A node configuration for communication is configured by the master node 503 and the slave node 504. If it is not possible for the master node 503 to normally operate, a setting is processed so that the slave node 504 is able to communicate with the host computer 501, the host computer 502, the RAID storage 505, and the RAID storage 506 without an instruction from the master node 503.
Then, the slave node determines if any other node is connected in order to retain the communication load distribution. If some other node is connected to the slave node 504, a new configuration. with the other node is reconfigured so as to retain the communication load distribution. Here, the other node is not shown.
A node 600 includes a control portion 601, a storage portion 602, a transmitting/receiving portion 603, a transmitting/receiving portion 604, and a connecting portion 605.
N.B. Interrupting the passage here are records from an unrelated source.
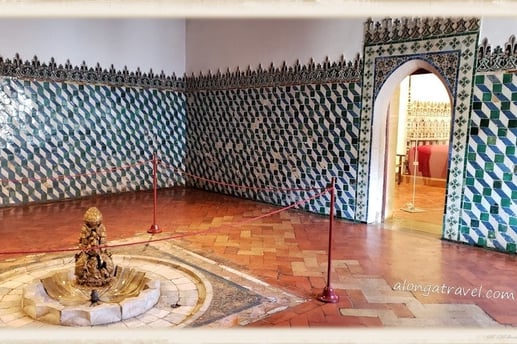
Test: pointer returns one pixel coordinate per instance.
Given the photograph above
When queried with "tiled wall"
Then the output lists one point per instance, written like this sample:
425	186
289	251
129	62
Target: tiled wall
281	136
489	214
63	140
In the embodiment, the connecting portion 605 performs similar operation performed in the connecting means described in the claims. Operations performed in the response monitoring means, communication controlling means, information processing device connection determining means, and communication instructing means are similar to those performed in the control portion 601. Also, the storage portion 602 operates a similar operation performed in the storage means.
The node 600 is connected to a host computer by using the transmitting/receiving portion 603, and connected to a mass storage device by using the transmitting/receiving portion 604.
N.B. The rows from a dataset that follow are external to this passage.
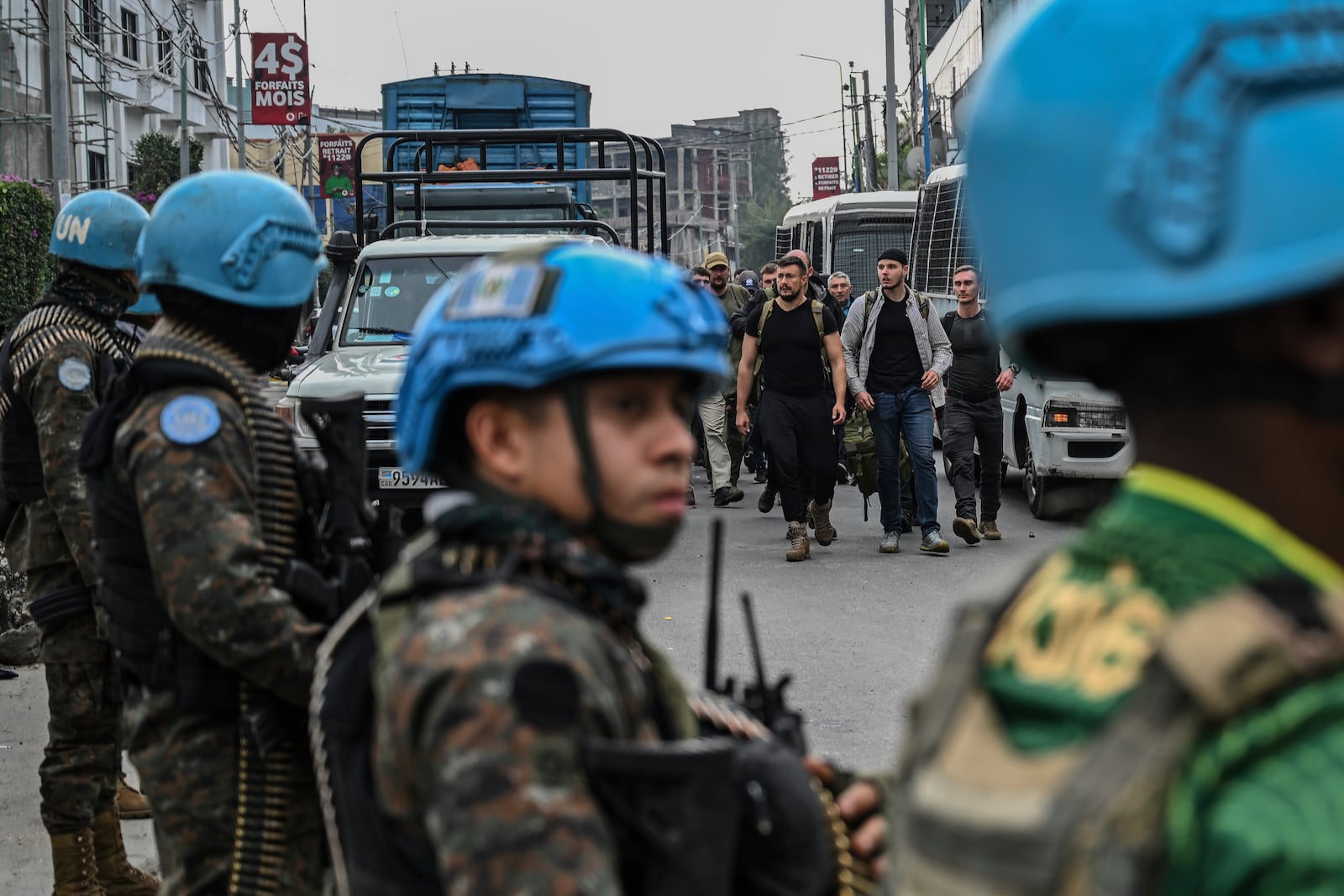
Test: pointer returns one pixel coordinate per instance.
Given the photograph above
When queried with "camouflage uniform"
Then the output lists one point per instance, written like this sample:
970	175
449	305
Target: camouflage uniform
486	694
201	510
50	540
The node 600 is further connected to the other node by using the connecting portion 605. With the node connected through the connecting portion 605, the node 600 has a master-slave relationship, and in this embodiment, the node 600 is a slave node. Here, the slave node functions as a node which communicates with the host computer connected to the transmitting/receiving means 603 and the mass storage device connected to the transmitting/receiving means 604 in accordance with an instruction from a master node.
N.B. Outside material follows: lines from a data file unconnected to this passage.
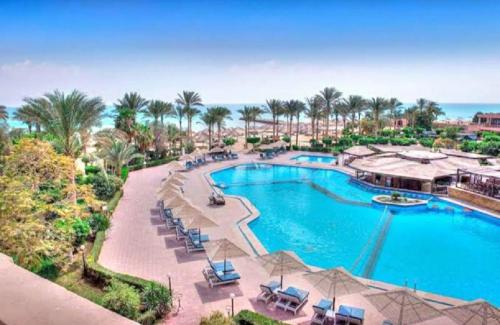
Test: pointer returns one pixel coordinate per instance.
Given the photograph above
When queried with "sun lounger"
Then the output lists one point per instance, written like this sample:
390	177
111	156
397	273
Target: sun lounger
268	292
219	266
320	310
219	278
292	299
351	315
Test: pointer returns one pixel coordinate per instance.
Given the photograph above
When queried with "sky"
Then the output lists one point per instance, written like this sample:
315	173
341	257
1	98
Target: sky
249	51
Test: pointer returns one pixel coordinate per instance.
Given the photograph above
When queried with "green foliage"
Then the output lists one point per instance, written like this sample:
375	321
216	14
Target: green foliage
105	185
216	318
469	146
156	297
229	141
98	222
247	317
81	228
46	269
124	173
327	141
122	298
92	169
426	142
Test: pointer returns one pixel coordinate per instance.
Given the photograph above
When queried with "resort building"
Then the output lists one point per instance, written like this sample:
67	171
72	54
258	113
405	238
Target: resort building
412	168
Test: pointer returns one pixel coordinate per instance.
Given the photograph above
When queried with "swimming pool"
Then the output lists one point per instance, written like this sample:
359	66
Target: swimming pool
315	159
329	221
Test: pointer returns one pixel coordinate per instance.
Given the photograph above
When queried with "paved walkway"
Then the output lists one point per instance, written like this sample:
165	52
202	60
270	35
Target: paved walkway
138	243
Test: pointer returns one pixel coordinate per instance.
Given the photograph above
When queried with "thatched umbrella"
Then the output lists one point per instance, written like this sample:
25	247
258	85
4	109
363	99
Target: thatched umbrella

In the embodiment, only one transmitting/receiving portion 604 which connects to the mass storage device, and one connecting portion 605 which connects to the other node is described respectively, however, the present invention is not limited to the above, and more than one transmitting/receiving portion 604 or connecting portion 605 can be provided. Thus, it is not possible to connect the node 600 with a plurality of mass storage devices or a plurality of nodes.
The storage potion 602 stores a communication list. Here, the communication list shows nodes which communicate with the host computer and the mass storage device. Also, in the communication list, the master-slave relationship among nodes communicating with each other is shown, for example, the node 600 is a slave node, and one of the nodes connected to the node 600 is a master node.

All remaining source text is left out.